Discipline Yourself to “What is”

“God comforts us in all our troubles, so that we can comfort those in any trouble with the comfort we ourselves have received from God...If we are distressed, it is from your comfort and salvation; if we are comforted, it is for your comfort, which produces in you patient endurance of the same sufferings we suffer. 2 Cor. 1:4, 6

Many people are uselessly beating themselves against the bars of life, beating their wings out, because they cannot fly. “If I were only there, or anywhere but here, I'd be all right.”

But we've always got to live on what is. The people of Israel lived on manna in the wilderness as they journeyed to the Promise Land. The word manna means, “What is.” They didn't know what is was, so they called it “What is.” You and I too must live on “What is,” no matter if we hope to live on “What will be.” We may- like the Israelites –get tired of “What is,” but we must learn to live by it till we get to our Promised Land.

On a journey back from South America, I was forced off the plane during a Trinidad stopover due to a confusion with the airline, which had sold tickets to two new local passengers. It meant I would miss important meetings in Miami, long planned. The priority officer agreed that I had gotten “a raw deal.” But these words came to me as clear as crystal: Lord, I do not ask for special treatment; I ask for power to take any treatment that may come, and use it. Peace settled within me.
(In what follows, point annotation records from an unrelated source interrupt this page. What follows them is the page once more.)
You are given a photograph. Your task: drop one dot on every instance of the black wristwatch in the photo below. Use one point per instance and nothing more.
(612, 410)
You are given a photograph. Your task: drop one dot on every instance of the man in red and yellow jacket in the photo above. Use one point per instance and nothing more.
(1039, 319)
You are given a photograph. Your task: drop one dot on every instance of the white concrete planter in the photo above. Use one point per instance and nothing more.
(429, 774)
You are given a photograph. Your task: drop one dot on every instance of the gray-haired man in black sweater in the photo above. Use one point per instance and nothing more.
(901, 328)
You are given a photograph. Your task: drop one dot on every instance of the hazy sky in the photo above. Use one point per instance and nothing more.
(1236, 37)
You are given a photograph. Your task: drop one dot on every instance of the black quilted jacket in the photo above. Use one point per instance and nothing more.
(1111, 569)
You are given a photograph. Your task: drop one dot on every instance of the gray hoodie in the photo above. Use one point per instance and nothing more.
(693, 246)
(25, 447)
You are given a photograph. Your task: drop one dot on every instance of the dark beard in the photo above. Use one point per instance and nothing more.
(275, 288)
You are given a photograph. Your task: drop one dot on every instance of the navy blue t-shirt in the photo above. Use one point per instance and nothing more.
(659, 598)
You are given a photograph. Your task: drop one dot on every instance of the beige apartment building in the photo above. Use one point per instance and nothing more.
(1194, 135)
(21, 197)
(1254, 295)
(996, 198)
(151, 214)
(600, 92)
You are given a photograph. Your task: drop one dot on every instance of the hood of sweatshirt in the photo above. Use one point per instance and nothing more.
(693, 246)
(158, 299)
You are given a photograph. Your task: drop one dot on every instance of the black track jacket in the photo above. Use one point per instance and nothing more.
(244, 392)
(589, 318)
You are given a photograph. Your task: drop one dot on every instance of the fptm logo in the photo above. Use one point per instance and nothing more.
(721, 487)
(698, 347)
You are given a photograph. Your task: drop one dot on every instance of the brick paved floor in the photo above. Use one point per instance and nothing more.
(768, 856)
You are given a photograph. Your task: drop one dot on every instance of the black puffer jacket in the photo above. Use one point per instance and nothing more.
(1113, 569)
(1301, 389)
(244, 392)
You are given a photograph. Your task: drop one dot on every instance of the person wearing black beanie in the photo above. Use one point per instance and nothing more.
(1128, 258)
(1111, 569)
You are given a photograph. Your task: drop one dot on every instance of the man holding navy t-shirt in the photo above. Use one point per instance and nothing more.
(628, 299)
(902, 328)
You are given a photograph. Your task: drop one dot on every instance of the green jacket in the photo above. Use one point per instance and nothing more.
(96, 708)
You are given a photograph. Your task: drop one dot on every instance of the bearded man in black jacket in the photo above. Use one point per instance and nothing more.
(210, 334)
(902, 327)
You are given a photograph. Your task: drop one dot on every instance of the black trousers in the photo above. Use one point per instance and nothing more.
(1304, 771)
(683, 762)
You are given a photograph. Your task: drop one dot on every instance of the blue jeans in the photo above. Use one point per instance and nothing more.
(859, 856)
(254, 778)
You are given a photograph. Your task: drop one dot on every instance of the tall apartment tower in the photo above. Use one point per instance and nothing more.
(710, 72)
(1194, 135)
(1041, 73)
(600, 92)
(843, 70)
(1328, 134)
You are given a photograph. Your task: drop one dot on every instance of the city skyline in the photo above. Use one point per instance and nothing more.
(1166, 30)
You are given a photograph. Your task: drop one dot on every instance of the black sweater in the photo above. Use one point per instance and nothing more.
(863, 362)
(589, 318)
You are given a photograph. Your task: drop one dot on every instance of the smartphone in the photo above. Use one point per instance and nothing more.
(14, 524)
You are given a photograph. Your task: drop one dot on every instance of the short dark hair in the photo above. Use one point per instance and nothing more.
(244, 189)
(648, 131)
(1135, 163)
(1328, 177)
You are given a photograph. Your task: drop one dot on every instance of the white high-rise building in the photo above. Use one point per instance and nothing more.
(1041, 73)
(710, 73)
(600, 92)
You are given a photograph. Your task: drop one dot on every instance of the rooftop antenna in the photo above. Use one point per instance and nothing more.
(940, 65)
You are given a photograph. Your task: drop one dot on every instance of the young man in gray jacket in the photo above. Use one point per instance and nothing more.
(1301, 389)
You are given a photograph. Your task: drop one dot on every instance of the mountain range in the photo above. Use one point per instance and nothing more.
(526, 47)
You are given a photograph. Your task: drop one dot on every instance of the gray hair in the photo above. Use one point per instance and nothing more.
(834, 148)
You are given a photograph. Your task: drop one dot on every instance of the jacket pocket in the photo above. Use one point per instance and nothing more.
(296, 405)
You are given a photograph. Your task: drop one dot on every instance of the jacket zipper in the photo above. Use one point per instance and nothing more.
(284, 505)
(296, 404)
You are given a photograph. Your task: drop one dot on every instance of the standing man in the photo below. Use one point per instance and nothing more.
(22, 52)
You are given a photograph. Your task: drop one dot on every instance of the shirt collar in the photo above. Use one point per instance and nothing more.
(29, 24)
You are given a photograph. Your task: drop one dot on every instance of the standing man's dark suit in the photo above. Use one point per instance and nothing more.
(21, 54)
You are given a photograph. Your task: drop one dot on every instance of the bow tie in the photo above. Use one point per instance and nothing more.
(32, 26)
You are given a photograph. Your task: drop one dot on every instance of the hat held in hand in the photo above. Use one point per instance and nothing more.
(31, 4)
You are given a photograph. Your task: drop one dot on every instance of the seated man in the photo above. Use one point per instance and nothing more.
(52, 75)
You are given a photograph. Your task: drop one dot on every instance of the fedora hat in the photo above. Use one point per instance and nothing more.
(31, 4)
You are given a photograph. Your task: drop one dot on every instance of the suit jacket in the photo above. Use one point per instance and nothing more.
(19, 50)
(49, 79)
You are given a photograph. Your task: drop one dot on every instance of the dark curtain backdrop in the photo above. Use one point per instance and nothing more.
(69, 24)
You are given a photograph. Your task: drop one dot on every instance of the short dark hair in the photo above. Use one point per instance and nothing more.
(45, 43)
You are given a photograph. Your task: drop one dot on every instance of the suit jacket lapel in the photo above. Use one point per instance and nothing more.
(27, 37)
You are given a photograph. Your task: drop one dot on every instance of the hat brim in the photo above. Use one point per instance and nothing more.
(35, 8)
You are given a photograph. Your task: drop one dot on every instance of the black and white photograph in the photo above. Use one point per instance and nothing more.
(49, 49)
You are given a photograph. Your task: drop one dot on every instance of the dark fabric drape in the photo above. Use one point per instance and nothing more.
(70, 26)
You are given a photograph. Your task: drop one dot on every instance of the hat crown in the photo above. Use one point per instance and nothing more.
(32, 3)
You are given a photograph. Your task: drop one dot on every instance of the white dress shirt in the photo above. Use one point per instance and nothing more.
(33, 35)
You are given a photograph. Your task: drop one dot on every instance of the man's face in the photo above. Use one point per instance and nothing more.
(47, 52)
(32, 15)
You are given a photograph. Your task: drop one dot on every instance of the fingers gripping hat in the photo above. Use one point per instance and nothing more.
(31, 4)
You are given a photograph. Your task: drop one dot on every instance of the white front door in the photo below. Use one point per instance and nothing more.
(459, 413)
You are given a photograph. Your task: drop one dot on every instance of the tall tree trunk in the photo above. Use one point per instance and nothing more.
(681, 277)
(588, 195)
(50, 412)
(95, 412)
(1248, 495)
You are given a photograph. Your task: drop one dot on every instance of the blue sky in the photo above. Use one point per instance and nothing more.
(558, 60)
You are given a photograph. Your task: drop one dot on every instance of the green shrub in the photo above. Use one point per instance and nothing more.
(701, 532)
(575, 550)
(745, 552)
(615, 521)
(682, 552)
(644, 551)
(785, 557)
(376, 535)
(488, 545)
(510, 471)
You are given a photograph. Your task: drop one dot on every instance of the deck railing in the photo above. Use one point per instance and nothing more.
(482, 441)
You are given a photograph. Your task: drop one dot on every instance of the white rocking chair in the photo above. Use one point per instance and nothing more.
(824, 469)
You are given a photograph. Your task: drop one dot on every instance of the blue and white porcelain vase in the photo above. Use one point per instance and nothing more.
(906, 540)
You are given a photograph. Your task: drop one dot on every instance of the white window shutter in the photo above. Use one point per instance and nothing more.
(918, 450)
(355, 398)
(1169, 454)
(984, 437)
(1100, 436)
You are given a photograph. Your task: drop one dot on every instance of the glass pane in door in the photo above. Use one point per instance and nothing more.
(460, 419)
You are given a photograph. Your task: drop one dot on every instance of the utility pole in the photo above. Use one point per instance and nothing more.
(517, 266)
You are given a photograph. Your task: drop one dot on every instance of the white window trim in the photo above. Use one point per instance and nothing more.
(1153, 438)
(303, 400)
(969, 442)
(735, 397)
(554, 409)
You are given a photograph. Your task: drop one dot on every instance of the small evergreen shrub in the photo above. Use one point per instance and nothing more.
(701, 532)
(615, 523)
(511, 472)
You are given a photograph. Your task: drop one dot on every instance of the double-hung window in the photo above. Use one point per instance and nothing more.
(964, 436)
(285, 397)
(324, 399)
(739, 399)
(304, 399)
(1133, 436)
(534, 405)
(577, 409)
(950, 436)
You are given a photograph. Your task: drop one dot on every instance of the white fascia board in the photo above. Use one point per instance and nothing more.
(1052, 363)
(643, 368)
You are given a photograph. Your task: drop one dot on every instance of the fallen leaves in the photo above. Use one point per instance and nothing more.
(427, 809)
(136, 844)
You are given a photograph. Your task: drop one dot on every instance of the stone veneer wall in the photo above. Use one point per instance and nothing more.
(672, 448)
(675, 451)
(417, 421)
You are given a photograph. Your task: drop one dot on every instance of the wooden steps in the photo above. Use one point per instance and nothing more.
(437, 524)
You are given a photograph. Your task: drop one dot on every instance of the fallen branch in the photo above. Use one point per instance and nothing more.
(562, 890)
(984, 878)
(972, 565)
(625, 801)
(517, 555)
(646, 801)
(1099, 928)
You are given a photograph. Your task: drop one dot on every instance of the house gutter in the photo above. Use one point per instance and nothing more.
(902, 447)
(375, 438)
That sentence it self has lingered like a benediction within me ever since. I lived by it during that waiting period in Trinidad, and have lived by it in many a situation since. To get that sentence was worth the delay. If I don't get what I like, then I shall like what I get. Out of every unjust, impossible situation you can rescue something. You can live on “What is.” And the manna will feed you, sustain you till you get to God's better things.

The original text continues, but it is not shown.